Ok so here we go again with the math, but the random matrix theory has been around for a long time so create some algorithms to run it and off we go. What the computer has been able to do is uncover information that has been hidden relative to how the HIV virus behaves, as some people have an immune system that fight off the virus and of course we want to know why and the secret here by all means. The random matrix theory is used in the stock market and had it’s roots in nuclear physics.

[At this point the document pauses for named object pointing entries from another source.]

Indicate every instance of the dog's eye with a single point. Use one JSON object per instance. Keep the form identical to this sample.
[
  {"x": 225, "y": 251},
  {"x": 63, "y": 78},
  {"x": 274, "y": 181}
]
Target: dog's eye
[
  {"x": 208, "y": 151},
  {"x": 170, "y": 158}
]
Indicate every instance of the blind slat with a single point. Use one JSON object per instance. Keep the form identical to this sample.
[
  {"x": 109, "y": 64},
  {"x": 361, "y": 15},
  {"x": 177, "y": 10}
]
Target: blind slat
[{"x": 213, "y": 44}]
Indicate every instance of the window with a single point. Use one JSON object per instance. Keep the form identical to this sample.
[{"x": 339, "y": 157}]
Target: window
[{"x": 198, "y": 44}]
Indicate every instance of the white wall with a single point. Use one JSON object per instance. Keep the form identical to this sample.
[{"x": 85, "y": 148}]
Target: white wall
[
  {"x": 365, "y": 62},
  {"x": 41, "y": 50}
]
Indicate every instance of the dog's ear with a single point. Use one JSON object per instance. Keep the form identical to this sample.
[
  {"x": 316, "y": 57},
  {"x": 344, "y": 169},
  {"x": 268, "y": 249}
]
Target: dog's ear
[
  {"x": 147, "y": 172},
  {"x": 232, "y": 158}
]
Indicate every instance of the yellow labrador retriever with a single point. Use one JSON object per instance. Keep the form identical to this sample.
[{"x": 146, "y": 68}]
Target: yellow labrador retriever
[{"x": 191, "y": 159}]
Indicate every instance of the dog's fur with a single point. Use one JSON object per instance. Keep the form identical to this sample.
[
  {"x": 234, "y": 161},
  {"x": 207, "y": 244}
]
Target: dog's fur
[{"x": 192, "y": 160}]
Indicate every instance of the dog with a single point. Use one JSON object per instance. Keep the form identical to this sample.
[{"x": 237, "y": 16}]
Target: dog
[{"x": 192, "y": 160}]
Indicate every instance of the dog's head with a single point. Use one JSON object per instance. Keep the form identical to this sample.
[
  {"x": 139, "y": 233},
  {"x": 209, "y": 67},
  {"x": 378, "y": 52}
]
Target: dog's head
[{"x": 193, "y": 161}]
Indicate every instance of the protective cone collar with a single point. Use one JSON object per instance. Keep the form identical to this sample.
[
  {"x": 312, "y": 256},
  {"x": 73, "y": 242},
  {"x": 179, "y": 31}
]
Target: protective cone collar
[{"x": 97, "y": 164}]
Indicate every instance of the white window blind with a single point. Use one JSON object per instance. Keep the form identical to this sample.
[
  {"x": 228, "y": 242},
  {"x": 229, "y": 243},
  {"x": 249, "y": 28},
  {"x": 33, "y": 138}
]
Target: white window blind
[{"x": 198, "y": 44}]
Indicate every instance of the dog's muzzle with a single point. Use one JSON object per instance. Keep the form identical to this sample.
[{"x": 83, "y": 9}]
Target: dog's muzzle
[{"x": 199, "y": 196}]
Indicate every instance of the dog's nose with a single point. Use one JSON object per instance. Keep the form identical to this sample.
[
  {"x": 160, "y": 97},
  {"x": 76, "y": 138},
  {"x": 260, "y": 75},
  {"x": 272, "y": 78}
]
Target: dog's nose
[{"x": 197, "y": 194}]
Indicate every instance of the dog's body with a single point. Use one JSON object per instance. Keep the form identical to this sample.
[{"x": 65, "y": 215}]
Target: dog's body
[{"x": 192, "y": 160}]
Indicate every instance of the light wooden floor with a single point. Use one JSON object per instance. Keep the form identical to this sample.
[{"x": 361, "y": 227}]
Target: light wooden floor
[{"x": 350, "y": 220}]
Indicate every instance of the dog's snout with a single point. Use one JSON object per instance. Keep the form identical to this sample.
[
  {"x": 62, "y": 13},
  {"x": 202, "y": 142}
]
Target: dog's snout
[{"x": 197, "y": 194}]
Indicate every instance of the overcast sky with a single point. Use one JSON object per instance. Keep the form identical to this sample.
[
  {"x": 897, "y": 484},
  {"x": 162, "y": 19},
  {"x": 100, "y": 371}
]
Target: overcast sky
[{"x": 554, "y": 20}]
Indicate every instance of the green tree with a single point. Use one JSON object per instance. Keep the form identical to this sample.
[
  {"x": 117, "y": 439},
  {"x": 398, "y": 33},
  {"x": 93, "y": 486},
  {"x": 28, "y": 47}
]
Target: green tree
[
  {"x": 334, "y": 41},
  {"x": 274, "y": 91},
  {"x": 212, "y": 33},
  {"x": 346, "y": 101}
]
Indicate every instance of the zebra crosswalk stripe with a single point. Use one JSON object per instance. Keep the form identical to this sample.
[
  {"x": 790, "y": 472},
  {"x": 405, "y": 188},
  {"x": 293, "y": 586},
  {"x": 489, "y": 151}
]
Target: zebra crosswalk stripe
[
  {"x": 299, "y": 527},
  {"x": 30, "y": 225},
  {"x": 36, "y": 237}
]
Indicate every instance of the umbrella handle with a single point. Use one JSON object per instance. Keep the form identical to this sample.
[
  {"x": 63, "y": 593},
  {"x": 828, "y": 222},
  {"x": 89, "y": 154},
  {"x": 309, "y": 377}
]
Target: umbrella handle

MIT as you might guess is where this process is originating and what they are in fact doing are testing real clinical data against their theory. So many drugs are developed with this same or similar process with simulating certain events and characteristics to view the outcome and with genomics, we have huge data sets to work with and high powered computing is a must. This is yet one more tedious process in the search for a cure. Back in 2008 I had the opportunity to interview and talk with Patrice Milos, the Chief Science Officer for Helicos who markets and sells sequencing and molecular devices and technology. It was kind of funny when we talked as she’s very much into understanding coding and was one of the Chief research workers at Pfizer years ago with Lipitor. Anyway we enjoyed a great conversation and talked a lot about how math and coding is the answer to break throughs and cures today. BD
Scientists used mathematical models typically used by Wall Street traders to analyze stocks. MIT researcher Arup Chakraborty spoke to SmartPlanet about how he’s using concepts from physics, math and engineering to understand how HIV mutates.
In the interview below, Chakraborty explains how he used random matrix theory to find hidden correlations within a large set of data.
AC: We used a statistical method to analyze available HIV sequences to search for groups that may be a good target for the T cell arm of a vaccine. Based on mathematical analysis, we understand why the group is vulnerable based on the structure of HIV. We are testing some of our predictions against human clinical data.
For example, people who control HIV without medications, disproportionately target the vulnerable region we have identified. Further work is required to obtain other such regions of vulnerability, including those that could be targeted by another key arm of a potential vaccine.
AC: I think that some major breakthroughs in medicine and biology will come by bringing together approaches from the physical, engineering, and life sciences with clinical studies. Indeed, the Ragon Institute of MGH, MIT and Harvard was formed with this premise to make discoveries that can create a vaccine against HIV and other diseases.